Au cours des récoltes de cet été, l’éleveur a opéré plusieurs changements de pratiques pour optimiser le système. Après un premier test il préfère désormais ne plus conditionner le foin lors de la fauche. Le nombre de passages de faneuse a été diminué. Il a également remarqué qu’il ne fallait pas stopper la ventilation plus de trois heures, sans quoi, le foin se tasse et commence légèrement à chauffer. 

De nouvelles question se posent

Une question s’est posée lors de la collecte du regain cet été. Il y a eu une semaine complète de beau temps pour faucher et rentrer le regain.  Alors, « fallait-il le laisser dehors un jour de plus et passer un coup de faneuse supplémentaire, ou bien le rentrer un jour plus tôt malgré le beau temps et utiliser de l’électricité en plus ? ». Par ailleurs, l’éleveur tend à améliorer la qualité des sols pour favoriser la flore, grâce au système d’ACTISOL. Cela permet de faire pénétrer l’eau, l’air et la chaleur. Cet outil, d’après l’éleveur, améliorerait le rendement des fourrages. Il s’interroge sur l’évolution de flore que cela pourra engendrer.

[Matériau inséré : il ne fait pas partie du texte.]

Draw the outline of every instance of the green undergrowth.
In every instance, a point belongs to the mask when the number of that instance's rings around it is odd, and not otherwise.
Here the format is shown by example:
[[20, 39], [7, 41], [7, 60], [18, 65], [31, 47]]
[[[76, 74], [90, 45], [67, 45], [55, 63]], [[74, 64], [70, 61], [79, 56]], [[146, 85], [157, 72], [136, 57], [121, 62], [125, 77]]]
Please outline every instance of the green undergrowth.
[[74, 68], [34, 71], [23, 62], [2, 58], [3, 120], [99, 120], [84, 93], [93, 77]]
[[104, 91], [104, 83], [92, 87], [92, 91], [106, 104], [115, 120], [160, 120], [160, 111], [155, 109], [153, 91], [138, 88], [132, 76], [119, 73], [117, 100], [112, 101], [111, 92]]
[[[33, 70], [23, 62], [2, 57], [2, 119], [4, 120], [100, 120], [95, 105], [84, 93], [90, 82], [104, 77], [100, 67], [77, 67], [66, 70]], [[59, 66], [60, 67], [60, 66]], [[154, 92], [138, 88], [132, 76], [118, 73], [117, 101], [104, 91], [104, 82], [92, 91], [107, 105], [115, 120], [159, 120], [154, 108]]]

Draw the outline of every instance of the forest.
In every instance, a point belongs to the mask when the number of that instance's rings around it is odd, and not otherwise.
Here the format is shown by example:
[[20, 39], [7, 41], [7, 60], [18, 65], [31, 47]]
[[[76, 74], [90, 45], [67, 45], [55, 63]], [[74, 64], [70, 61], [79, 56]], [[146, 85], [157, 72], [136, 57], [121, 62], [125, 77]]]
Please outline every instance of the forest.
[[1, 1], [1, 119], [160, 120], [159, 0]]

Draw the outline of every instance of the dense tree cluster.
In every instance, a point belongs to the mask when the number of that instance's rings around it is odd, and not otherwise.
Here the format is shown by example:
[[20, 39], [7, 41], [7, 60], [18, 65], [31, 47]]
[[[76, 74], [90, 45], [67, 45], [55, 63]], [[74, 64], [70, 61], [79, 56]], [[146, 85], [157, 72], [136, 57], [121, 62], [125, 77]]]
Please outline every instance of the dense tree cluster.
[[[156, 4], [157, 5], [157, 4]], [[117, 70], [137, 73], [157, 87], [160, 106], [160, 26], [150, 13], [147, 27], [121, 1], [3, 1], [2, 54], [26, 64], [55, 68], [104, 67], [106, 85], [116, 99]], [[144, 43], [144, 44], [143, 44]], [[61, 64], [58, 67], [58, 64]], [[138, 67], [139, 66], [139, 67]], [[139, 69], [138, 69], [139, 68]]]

Enfin, Jean Paul projette de mettre en place 5ha de mélange luzerne, dactyle et trèfle. Cela permettra de valoriser encore plus son séchage et va dans le sens d’une meilleure autonomie en protéine.

 

L’éleveur n’a aujourd’hui pas assez de recul pour mesurer l’ensemble des conséquences de la mise en place du séchage solaire. Ses premiers effets seront certainement quantifiés au cours de ce premier hiver.